Mídia Sem Máscara
Tibiriçá Ramaglio | 20 Fevereiro 2010
Artigos - Direito
Duvido de que uma pessoa normal e não um assassino, gerado pela banalidade do momento, pela simplicidade do ato, conseguisse encontrar uma resposta para essas questões. Duvido de que, em plena posse de sua consciência, pudesse se sentir totalmente isento de culpa.

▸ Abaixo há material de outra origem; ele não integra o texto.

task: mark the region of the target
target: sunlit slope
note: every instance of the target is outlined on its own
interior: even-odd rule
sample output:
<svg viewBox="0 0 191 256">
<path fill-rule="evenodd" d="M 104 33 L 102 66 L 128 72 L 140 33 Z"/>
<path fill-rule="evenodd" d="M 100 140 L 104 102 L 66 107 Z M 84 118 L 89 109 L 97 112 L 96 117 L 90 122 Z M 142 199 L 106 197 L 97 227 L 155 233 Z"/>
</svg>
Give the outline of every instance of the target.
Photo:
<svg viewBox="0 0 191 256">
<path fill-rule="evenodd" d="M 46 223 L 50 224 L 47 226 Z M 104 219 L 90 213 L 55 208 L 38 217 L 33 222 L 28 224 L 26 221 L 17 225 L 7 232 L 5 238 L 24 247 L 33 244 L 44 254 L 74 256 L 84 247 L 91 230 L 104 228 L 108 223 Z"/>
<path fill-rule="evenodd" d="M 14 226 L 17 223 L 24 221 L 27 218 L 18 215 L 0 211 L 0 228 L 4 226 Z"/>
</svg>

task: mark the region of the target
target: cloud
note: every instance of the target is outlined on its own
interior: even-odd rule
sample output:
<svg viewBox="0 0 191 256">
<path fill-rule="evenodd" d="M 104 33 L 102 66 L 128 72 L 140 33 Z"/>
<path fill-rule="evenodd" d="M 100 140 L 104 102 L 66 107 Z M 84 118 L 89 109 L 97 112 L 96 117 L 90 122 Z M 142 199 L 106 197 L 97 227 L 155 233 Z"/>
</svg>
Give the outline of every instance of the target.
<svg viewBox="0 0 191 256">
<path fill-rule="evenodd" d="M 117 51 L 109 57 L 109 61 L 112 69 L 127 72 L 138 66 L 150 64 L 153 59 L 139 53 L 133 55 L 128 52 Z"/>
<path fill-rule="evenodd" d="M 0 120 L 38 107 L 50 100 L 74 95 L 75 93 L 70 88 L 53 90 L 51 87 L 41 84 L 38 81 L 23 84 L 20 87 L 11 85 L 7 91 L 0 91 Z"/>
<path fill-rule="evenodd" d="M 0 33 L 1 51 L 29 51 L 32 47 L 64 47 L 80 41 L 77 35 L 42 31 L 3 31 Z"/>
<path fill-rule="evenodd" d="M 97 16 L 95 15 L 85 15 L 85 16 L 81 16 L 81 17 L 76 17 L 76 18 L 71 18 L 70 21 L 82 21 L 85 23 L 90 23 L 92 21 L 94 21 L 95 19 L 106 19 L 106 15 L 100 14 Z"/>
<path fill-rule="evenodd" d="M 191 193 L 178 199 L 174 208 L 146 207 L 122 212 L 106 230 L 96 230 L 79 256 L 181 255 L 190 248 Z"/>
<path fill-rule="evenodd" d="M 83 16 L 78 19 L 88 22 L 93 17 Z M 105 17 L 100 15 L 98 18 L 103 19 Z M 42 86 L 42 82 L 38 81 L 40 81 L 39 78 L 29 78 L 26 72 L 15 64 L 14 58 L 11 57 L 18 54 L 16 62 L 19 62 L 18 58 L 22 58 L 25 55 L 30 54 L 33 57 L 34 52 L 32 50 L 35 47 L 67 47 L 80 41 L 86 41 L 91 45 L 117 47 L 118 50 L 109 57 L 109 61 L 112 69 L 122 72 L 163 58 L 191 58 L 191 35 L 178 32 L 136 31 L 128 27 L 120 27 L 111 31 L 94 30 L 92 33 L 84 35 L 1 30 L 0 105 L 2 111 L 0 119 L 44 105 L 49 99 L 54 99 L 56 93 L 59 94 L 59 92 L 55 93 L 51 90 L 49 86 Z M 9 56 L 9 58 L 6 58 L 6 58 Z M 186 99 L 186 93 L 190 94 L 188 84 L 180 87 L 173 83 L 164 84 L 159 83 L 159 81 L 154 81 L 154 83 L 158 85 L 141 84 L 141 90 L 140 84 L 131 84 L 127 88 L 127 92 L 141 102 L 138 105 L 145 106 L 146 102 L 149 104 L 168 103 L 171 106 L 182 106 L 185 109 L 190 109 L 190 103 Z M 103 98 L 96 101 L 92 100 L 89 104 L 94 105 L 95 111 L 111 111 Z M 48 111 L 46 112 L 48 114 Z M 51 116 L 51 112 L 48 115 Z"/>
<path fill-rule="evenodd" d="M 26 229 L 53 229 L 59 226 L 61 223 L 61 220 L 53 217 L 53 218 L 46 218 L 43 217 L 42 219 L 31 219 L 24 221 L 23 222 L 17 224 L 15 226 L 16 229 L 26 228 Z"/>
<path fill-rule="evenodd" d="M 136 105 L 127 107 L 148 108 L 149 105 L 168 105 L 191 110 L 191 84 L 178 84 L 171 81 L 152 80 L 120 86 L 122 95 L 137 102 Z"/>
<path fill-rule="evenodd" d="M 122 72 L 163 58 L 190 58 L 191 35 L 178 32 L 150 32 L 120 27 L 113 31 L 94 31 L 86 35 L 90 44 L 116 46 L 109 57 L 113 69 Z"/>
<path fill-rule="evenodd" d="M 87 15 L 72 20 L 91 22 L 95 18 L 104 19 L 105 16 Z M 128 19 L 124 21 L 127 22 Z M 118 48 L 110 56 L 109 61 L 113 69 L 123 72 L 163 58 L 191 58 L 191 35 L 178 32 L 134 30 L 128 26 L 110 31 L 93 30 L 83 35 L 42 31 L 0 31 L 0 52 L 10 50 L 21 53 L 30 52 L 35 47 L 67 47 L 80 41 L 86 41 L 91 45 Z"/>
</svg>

Eis um caso que merece ser comentado, o do jornalista britânico Ray Gosling, que há poucos dias confessou publicamente pela TV ter praticado a eutanásia em um ex-parceiro seu, que sofria de Aids, sufocando-o com o travesseiro do quarto do hospital, "para poupá-lo de uma dor terrível". Gosling declarou ainda que não sentia culpa, nem remorsos pelo ato, por estar convicto de ter feito "o certo". Acredito que, ao menos na Inglaterra, ele há de ser tratado como um heroi, por fazer o que fez e por tê-lo trazido a público, assim como não será muito bem visto o fato de a lei pretender puni-lo. Da Europa continental, hão de chegar à velha Álbion cartas e manifestos de intelectuais condenando qualquer penalidade ao jornalista, que, afinal, já tem 70 anos. A eutanásia há de voltar ao centro do debate, com os seus defensores podendo contar agora com o testemunho de Gosling, cidadão irrepreensível, profissional respeitado, homem de bem. Creio que parte dessas louvaminhas há de chegar ao Brasil, onde não faltarão vozes a lhe fazerem coro.
Se tem realmente esse grau de certeza em sua consciência, se não sente de fato um pingo de culpa por nada, Gosling não pode ser considerado uma pessoa normal, um ser humano. Coloco-me no lugar dele, diante do moribundo (que, no meu caso, seria do sexo feminino) e da terrível decisão que me vejo forçado a tomar. Confesso que não consigo extrair de mim nada além da incerteza. Me vejo transido pela mais implacável dúvida. Serei movido pelo altruísmo e me sacrifico, cometendo essa abjeção que é o homicídio (pelo qual poderei ser responsabilizado algum dia), para abreviar o sofrimento de minha amiga? Ou estarei querendo me aliviar do fardo que é acompanhá-la nessa longa e dolorosa jornada rumo ao fim, deixando de lado meu cotidiano e meus próprios afazeres, por tempo indeterminado, para poder cuidar dela, sofrendo empaticamente cada sofrimento seu e me deixando arrastar para um inferno ainda pior, pois para mim, ao contrário dela, me esperam a superação desse maldito trauma e o retorno à amenidade da vida?
Duvido de que uma pessoa normal e não um assassino, gerado pela banalidade do momento, pela simplicidade do ato, conseguisse encontrar uma resposta para essas questões. Duvido de que, em plena posse de sua consciência, pudesse se sentir totalmente isento de culpa. De quem obteria a certeza de ter agido corretamente sob o ponto de vista moral, se a única pessoa capaz de dá-la, ele mesmo, não se encontrava nem se encontra integralmente apta a fazê-lo, uma vez que devassada pelas mais terríveis circunstâncias? Dar-se essa certeza, como se deu Gosling, sem poder dá-la, é tornar-se cúmplice de si mesmo e aí já se encontra um indício inapelável da autoria de um crime. Isso tudo, é claro, se o que diz Gosling é verídico, se de fato ele matou um ex-parceiro, já que não declarou seu nome nem outros detalhes concretos do caso, se é que ele não teve um surto psicótico e inventou, em delírio, toda essa história, se é que ele não engendrou a tragédia para fazer-se um mártir da causa gay ou tão somente obter seus quinze minutos de fama universal. Certezas numa situação como essa são impossíveis, especialmente numa civilização midiática.